LPA interviewed Staff #1, Staff #2, Child #1, Director (D1) and Asst. Director (D2). On 5/18/21 at approximately 4:30 p.m. child #1 was walking up the stairs of the play structure when he slipped and fell. He hit his chin on the side of the stairs resulting in a cut on his chin. The play structure is made of plastic and is age appropriate. At the time of the incident there were 16 children and two staff members present on the playground. Proper ratio and supervision were in place. As soon as the incident occurred the child’s injury was cleaned, and his mother was notified. The child went to the doctor and received approximately three stitches on his chin. The child returned to the facility on 5/19/21 and remains in care. The director states that summer safety training was held with the staff and children were reminded on proper play equipment usage. The facility responded appropriately and reported timely.

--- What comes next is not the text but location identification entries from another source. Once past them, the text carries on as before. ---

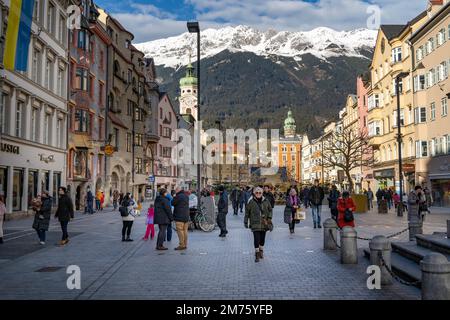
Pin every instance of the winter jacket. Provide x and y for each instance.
(181, 207)
(344, 204)
(222, 205)
(163, 211)
(269, 196)
(316, 195)
(65, 209)
(255, 214)
(333, 199)
(42, 216)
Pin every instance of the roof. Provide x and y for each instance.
(392, 30)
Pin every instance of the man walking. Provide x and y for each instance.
(181, 216)
(222, 207)
(316, 196)
(235, 195)
(90, 201)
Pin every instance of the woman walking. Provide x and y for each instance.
(163, 217)
(292, 204)
(259, 213)
(64, 213)
(128, 219)
(2, 215)
(42, 207)
(346, 207)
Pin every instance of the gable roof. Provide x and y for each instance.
(392, 30)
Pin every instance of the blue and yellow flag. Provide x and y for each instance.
(18, 34)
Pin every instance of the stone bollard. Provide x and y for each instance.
(349, 247)
(435, 277)
(414, 228)
(448, 229)
(329, 226)
(381, 244)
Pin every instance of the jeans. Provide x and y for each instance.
(168, 234)
(90, 207)
(41, 235)
(316, 213)
(259, 238)
(161, 234)
(64, 230)
(222, 222)
(126, 228)
(182, 229)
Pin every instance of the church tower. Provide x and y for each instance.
(289, 126)
(188, 90)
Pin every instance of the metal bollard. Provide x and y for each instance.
(380, 244)
(414, 228)
(349, 247)
(329, 226)
(448, 229)
(435, 277)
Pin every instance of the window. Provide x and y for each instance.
(36, 66)
(61, 82)
(444, 107)
(419, 83)
(82, 121)
(51, 18)
(62, 29)
(421, 149)
(129, 142)
(441, 37)
(420, 115)
(47, 129)
(20, 110)
(81, 79)
(59, 133)
(396, 55)
(34, 124)
(3, 109)
(49, 74)
(138, 138)
(116, 137)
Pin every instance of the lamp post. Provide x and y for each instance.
(194, 27)
(399, 141)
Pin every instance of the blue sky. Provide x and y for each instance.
(155, 19)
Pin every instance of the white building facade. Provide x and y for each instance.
(33, 112)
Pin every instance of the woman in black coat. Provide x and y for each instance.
(163, 217)
(43, 211)
(64, 213)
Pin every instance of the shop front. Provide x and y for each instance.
(26, 171)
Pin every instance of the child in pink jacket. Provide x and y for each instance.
(150, 223)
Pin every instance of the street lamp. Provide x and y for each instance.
(194, 27)
(398, 78)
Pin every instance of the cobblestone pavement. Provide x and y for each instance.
(295, 266)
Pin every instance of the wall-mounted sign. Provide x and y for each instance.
(5, 147)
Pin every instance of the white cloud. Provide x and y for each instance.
(150, 23)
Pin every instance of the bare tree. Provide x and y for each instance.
(347, 149)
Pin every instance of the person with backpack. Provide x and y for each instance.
(346, 208)
(258, 217)
(316, 196)
(150, 231)
(333, 199)
(127, 211)
(64, 213)
(163, 217)
(292, 204)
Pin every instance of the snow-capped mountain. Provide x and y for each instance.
(322, 43)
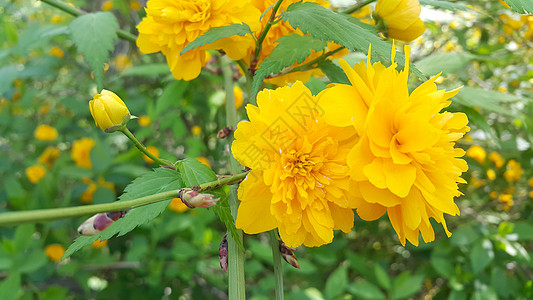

No deficiencies are cited.

An exit interview was conducted with the director and appeal rights (LIC 9058 1/16) were discussed. The director’s signature on this form acknowledges receipt of these rights. LIC 9213 NOTICE OF SITE VISIT FORM IS REQUIRED TO BE POSTED FOR 30 DAYS. LPA observed the director post notice of site visit.
SUPERVISOR'S NAME: Tashima DanielTELEPHONE: (619) 767-2242
LICENSING EVALUATOR NAME: Grace CurtisTELEPHONE: (619) 767-2235
LICENSING EVALUATOR SIGNATURE:

DATE: 06/09/2021
I acknowledge receipt of this form and understand my licensing appeal rights as explained and received.
FACILITY REPRESENTATIVE SIGNATURE:

DATE: 06/09/2021
This report must be available at Child Care and Group Home facilities for public review for 3 years.